Re: I understand why they want to sell it
"While there is and will be a lucrative market for high end workstation class machines build from mostly server grade parts, it's always been a small market"
The market is probably small because of how it is priced. There are two ways to get a workstation that is built out of server components.
1) Buy a workstation made out of server components...expensive.
2) Buy a cheaper server with the same components as above and transplant them into a workstation chassis / motherboard...then yeet the server chassis, motherboard and PSUs onto eBay as "brand new spares"...nowhere near as expensive.
Weirdly, a workstation crafted out of server parts is usually significantly more expensive than just a server with similar components. You can save thousands buy semi-building your own. It's something I've done for donkies years to get a high performance machine for next to peanuts. I'll buy a last gen server, take out the CPU and RAM, get a decent workstation motherboard second hand, whack them in with a recent GPU and you're away...costs less than a high performance consumer machine, outperforms a high performance current gen consumer machine in a lot of tasks, the exception being gaming...but losing 10% on gaming for a 25-50% saving is worth it in my opinion...because you're still outperforming the mid range and only slightly losing out to the cutting edge.

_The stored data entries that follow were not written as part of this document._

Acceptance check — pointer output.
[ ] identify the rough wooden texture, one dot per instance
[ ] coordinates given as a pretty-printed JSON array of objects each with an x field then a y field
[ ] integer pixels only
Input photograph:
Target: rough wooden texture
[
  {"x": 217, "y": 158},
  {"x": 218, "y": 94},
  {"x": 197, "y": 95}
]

Back in 2015-ish...I had to re-kit a department of devs and they wanted relatively high end workstations...when I costed it out, I discovered that if I got them the spec they wanted as workstations, it would cost around £11k a machine (yeah they were quite high end)...but if I bought a bunch of PowerEdge dual socket T series servers with the same CPUs in, and enough RAM to split, I could essentially build them workstations, that were arguably better than the pre-made ones for about half the price...yeah Dell wouldn't honour their warranty...but the manufacturer warranty for the CPUs and RAM etc still applied and of course the warranty applied to other hardware we bought, coming up.
So that is what we ended up doing. Bought a bunch of T series poweredge boxes, shucked the CPUs, RAM, network cards etc...bunged the shells on eBay (which fetched just under half of their full price)..and bought workstation motherboards (can't remember which ones, but they were very nice and relatively inexpensive), a bunch of coolers, a stack of NVME drives, high quality cases, some decent GPUs and power supplies and just built a load of workstations.
Weirdly, it worked out cheaper than buying the CPUs and RAM separately as well. Each workstation came in at about £5k each...even stranger still, we had one of the £11k workstations as a "borrow" to test it out..and we benched our frankenboxes against it...turns out, what we built actually outperformed it as well...it wasn't an earth shattering difference, but it was enough for us to raise eyebrows...it was about 8% faster...we think it's probably because server CPUs are binned differently, and the stuff that doesn't quite make the cut for servers goes in workstations...which only raised more eyebrows over the cost of a pre-built workstation.
So yeah, I suspect the workstation market is where it is because of the weird pricing. I'm sure in a business with relatively few people, the higher cost isn't that much of a problem...but when you're pushing mid-size and you need a bunch of them, it's a much trickier proposition.